An almighty "mea culpa" from RIM was unlikely. The chance of Balsillie and Lazaridis firing off a press release confessing "you're right, we've screwed up royally and are going to rename the firm, ditch 90-percent of what we've been working on and, Nokia-style, give investors a triple-coronary as we attempt to drag ourselves out of chaos" was even less probable.

As Nokia demonstrated, admitting failure – in the Finns case, by acknowledging that Symbian had seen its day – without having an alternative plan to wheel out there and then can mean instant death to your share price. If you're the biggest mobile phone vendor in the world, then perhaps you can stomach that, especially with your entry-level handsets selling by the bucketload in emerging markets and providing a little bridging time until your new strategy kicks in. If you're RIM, without the benefit of a Series 30/40 equivalent to help you keep paying the bills, consigning your imminent line-up to the "dead before it launched" bin could prove terminal.

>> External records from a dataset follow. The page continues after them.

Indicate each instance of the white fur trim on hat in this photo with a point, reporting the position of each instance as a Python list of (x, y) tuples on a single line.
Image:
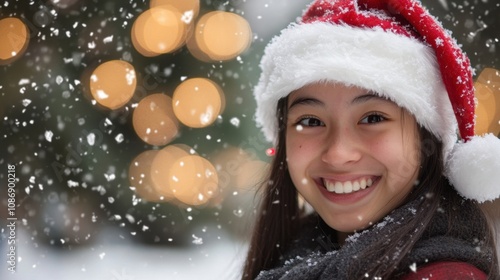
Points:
[(397, 67), (473, 168)]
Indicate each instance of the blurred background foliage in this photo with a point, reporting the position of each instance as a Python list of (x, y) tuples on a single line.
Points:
[(70, 187)]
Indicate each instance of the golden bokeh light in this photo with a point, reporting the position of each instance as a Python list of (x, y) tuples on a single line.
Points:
[(220, 36), (161, 166), (197, 102), (158, 30), (154, 120), (139, 175), (188, 8), (488, 100), (193, 180), (485, 108), (14, 38), (113, 83)]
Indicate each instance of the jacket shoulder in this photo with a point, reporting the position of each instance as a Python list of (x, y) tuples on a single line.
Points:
[(447, 270)]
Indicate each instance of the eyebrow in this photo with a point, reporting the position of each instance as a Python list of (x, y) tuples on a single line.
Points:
[(369, 96), (357, 100), (306, 101)]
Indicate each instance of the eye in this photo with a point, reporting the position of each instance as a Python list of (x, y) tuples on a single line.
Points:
[(310, 122), (373, 118)]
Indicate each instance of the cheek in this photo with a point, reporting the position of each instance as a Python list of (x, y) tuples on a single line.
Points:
[(401, 158)]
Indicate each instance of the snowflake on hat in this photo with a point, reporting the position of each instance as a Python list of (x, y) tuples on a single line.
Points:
[(397, 49)]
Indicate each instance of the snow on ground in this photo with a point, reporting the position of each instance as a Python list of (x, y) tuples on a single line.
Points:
[(112, 259)]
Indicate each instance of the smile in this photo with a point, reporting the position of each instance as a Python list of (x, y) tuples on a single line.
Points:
[(347, 186)]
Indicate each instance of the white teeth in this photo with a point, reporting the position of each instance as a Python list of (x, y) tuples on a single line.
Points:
[(339, 188), (348, 186)]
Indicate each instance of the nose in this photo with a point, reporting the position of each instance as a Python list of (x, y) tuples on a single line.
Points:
[(341, 148)]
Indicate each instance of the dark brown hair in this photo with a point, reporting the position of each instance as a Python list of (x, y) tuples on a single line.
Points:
[(279, 218)]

The proof of the pudding will take a little longer to appear. That's not what either media or investors like to hear – we want instant reactions, headline-friendly soundbites and as much drama as the audience can stomach – but it's a safer approach when you're trying to turn your company upside-down without scaring the horses at the same time. RIM's salvation will either come with a bang or fizzle into myopic failure, and no amount of damage control today will make that any easier.